I pick Arkham Horror for this example because it exists right on the cusp between being an RPG and a not-RPG. So when people start roleplaying during the game (which they indisputably do when they start talking in character), it raises the provocative question: Does it become a roleplaying game in that moment?
On the other hand, I’ve had the same sort of moment happen while playing Monopoly. For example, there was a game where somebody said, “I’m buying Boardwalk because I’m a shoe. And I like walking.” Goofy? Sure. Bizarre? Sure. Roleplaying? Yup.
Let me try to make this distinction clear: When we say “roleplaying game”, do we just mean “a game where roleplaying can happen”? If so, then I think the term “roleplaying game” becomes so ridiculously broad that it loses all meaning. (Since it includes everything from Monopoly to Super Mario Brothers.)
Rather, I think the term “roleplaying game” only becomes meaningful when there is a direct connection between the game and the roleplaying. When roleplaying is the game.
It’s very tempting to see all of this in a purely negative light: As if to say, “Dissociated mechanics get in the way of roleplaying and associated mechanics don’t.” But it’s actually more meaningful than that: The act of using an associated mechanic is the act of playing a role.
Because the mechanic for a fireball spell is associated with the game world, when you make the decision to cast a fireball spell you are making that decision as if you were your character. In making the mechanical decision you are required to roleplay (because that mechanical decision is directly associated to the character’s decision). You may not do it well. You’re not going to win a Tony Award for it. But in using the mechanics of a roleplaying game, you are inherently playing a role.

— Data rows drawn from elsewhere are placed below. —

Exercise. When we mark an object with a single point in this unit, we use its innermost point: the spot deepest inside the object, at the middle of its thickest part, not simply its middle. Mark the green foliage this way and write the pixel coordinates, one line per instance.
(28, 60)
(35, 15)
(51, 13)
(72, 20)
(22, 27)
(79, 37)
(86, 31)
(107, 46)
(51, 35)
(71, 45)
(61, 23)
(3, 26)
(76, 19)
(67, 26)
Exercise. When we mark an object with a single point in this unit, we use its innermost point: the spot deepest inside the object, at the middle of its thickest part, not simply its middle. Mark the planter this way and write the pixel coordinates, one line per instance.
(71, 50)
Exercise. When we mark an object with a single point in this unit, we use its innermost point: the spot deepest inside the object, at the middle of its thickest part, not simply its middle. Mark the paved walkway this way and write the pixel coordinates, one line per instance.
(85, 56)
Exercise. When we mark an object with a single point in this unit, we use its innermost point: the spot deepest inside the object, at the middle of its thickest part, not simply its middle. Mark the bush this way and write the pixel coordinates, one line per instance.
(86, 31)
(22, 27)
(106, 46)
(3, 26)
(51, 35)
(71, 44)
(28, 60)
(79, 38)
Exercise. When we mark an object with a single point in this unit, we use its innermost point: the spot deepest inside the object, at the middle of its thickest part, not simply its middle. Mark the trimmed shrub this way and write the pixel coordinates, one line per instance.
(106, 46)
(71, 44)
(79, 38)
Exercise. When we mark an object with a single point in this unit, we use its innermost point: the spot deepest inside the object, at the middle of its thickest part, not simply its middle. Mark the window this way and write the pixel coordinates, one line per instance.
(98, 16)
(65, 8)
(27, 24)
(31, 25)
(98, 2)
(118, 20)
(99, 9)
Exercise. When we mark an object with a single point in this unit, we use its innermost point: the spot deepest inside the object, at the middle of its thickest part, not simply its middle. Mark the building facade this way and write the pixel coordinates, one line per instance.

USING DISSOCIATED MECHANICS
Ultimately, this explains why so many people have had intensely negative reactions to dissociated mechanics: They’re antithetical to the defining characteristic of a roleplaying game and, thus, fundamentally incompatible with the primary reason many people play roleplaying games.
Does this mean that dissociated mechanics simply have no place in a roleplaying game?
Not exactly.
First, dissociated mechanics have always been part of roleplaying games. For example, character generation is almost always dissociated and that’s also true for virtually all character advancement systems, too. It’s also true for a lot of the mechanics that GMs use. (In other words, dissociated mechanics are frequently used – and accepted – in the parts of the game that aren’t about roleplaying your character.)
Second, people often have reasons for playing and enjoying roleplaying games which have nothing to do with playing a role: They might be playing for tactical challenges or to tell a great story or to vicariously enjoy their character doing awesome things. Mechanics that let those players scratch their itches can be great for them, even if it means they have to temporarily stop roleplaying in order to use them. Games don’t need to be rigid in their focus.
An extreme example of this are people who play roleplaying games as storytelling games: Their primary interest isn’t roleplaying at all; it’s the telling of a story. (In my experience, these players are often the ones who are most confused by other people having an extreme dislike for dissociated mechanics. After all, dissociated mechanics don’t interfere with their creative agenda at all. For a lengthier discussion of this issue, check out “Roleplaying Games vs. Storytelling Games”.)
In short, this essay should not be seen as an inherent vilification of dissociated mechanics. But I do think it important for game designers to understand what they’re giving up when they use dissociated mechanics; and to make sure that what they’re gaining in return is worth the price they’re paying.